Capsaicin strongly resembles three chemicals produced in the body, anandamide (see using SEARCH) and 12-hydroperoxyeicosatetranoic acid (also known as 12 HPETE), and N-arachidonoyldopamine (NADA). Arachidonic acid is part of the prostaglandin scheme and has its roots in eicosanoid chemistry. (see arachidonic using SEARCH at this site) You can read about eicosanoids and pain in more detail in the earlier article at this site. You may think of eicosanoid derived chemicals as acids but this is an oversimplification in chemistry, but not in the perception produced. Again, here are agents to be blocked in possible treatments.
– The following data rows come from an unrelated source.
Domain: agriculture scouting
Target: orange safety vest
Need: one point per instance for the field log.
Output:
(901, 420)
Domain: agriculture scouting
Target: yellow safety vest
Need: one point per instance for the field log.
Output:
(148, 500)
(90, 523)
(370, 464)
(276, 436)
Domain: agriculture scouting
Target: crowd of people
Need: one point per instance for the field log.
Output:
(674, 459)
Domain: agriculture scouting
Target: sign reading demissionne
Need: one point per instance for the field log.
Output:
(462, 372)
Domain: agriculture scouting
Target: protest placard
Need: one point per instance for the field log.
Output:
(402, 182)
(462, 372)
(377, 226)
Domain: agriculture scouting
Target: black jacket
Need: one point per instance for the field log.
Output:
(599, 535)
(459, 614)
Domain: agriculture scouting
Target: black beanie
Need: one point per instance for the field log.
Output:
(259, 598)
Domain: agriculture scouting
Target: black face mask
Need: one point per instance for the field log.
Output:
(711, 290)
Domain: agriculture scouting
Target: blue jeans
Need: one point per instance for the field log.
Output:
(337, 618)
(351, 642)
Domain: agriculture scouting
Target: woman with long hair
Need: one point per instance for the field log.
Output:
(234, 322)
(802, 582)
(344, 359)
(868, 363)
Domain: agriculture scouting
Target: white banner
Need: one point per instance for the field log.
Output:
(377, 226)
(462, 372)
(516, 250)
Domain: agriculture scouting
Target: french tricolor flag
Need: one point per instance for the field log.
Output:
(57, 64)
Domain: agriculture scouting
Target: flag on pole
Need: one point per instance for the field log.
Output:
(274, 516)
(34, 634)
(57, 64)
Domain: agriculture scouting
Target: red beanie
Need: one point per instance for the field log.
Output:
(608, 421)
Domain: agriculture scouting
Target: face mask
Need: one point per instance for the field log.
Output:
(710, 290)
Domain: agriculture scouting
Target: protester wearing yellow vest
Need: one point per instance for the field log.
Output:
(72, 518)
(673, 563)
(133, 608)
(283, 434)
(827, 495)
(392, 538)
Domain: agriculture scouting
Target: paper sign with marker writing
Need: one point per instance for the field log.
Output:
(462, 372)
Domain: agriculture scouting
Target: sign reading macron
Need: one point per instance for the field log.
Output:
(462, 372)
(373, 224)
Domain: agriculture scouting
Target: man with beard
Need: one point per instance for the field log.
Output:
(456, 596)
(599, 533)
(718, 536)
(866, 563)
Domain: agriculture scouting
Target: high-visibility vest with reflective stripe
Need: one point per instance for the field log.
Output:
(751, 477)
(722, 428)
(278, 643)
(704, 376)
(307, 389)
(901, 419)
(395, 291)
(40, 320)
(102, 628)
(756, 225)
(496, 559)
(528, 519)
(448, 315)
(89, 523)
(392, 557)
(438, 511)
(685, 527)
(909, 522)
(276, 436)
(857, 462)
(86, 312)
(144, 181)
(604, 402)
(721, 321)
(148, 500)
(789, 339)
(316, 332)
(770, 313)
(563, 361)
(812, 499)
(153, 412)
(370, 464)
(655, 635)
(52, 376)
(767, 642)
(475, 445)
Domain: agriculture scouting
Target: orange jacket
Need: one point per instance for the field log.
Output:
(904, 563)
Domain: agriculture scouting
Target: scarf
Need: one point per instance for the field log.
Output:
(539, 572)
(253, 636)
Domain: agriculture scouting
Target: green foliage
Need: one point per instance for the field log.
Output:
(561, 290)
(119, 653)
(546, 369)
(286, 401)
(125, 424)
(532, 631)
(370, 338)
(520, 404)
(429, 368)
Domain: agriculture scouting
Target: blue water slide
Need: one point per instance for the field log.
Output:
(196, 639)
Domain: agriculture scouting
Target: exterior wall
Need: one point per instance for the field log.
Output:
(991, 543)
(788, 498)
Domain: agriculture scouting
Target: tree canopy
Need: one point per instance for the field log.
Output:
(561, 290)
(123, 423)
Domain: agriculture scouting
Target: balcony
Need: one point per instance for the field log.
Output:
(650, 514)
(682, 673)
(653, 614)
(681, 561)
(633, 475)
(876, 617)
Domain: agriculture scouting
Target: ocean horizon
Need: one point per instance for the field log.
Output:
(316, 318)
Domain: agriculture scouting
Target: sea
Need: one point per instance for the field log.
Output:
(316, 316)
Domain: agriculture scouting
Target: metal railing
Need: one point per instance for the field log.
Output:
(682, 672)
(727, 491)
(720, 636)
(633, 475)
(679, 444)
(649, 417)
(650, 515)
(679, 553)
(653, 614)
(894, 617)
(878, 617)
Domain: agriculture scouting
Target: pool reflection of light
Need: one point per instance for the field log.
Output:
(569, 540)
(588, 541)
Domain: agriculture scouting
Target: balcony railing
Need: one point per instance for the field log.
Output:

Fatty acids have also been discussed here, including fatty acid amylase.
Acids lower the threshold for channel activation and if the acid falls even further (to pH 6.0 and less) the acids can open the channel, ALL BY THEMSELVES. Relative behavior of acids in individuals is a step which could explain why some patients merely have pain at the level of a sunburn, while others are really suffering, with ghastly burning over large areas of the body. Relative acidity alone could explain such phenomena, but of course there are many other factors.
We will be revisiting Malmberg and Bley in future reviews here.